Published in the May 2012 issue of Today’s Hospitalist
NO ONE KNOWS BETTER than hospitalists the importance of discharging patients from the hospital “and the problems that can occur during the discharge process. So what strategies are hospitalists using to make sure that discharges go smoothly? According to the 2011 Today’s Hospitalist Compensation & Career Survey, having a discharge planner is the most popular strategy, but it’s far from the only one. Here’s a look at the data.
Discharge planners are by far the most popular strategy that groups use to streamline discharges, but they’re used by only about half (53%) of all programs. Hospitalists working for multispecialty/primary care groups are most likely to use a discharge planner, with almost two-thirds (61%) reporting that they do so.

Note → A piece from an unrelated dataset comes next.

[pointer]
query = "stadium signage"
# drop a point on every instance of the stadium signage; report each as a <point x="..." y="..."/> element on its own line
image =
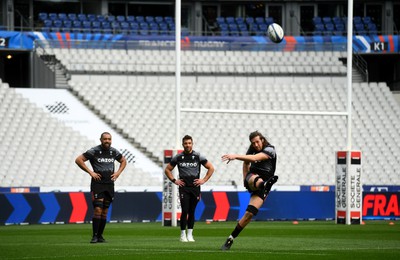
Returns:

In general, groups with higher patient volumes are also more likely to use discharge planners. At groups where hospitalists see 10 or fewer patients per shift, only 38% use discharge planners. At groups where hospitalists see 16 or more patients per shift, by comparison, 55% utilize a discharge planner.
While national hospitalist management companies are slightly less likely to use a discharge planner (44%) than other types of groups, they’re much more likely to have someone making post-discharge calls (40%) on behalf of their patients. (On average, 29% of hospitalist groups use post-discharge calls.) Multispecialty/primary groups are also slightly more likely to use post-discharge calls (34%) than other types of groups.
Trends by geography
Look at the data by geography, and you’ll find that discharge planners are most popular in the Pacific where they are used by 64% of groups, and least popular in the Northeast, where 45% of groups use them. Hospitalists in the Pacific region also lead the way in using dedicated case managers, with 47% of groups in that region employing that strategy.
Post-discharge calls, on the other hand, are most popular in the Midwest, where 36% of groups use them. And hospitalist groups in the Northeast are more likely to use administrative assistants to take care of discharge planning (33%) than hospitalist programs in other parts of the country.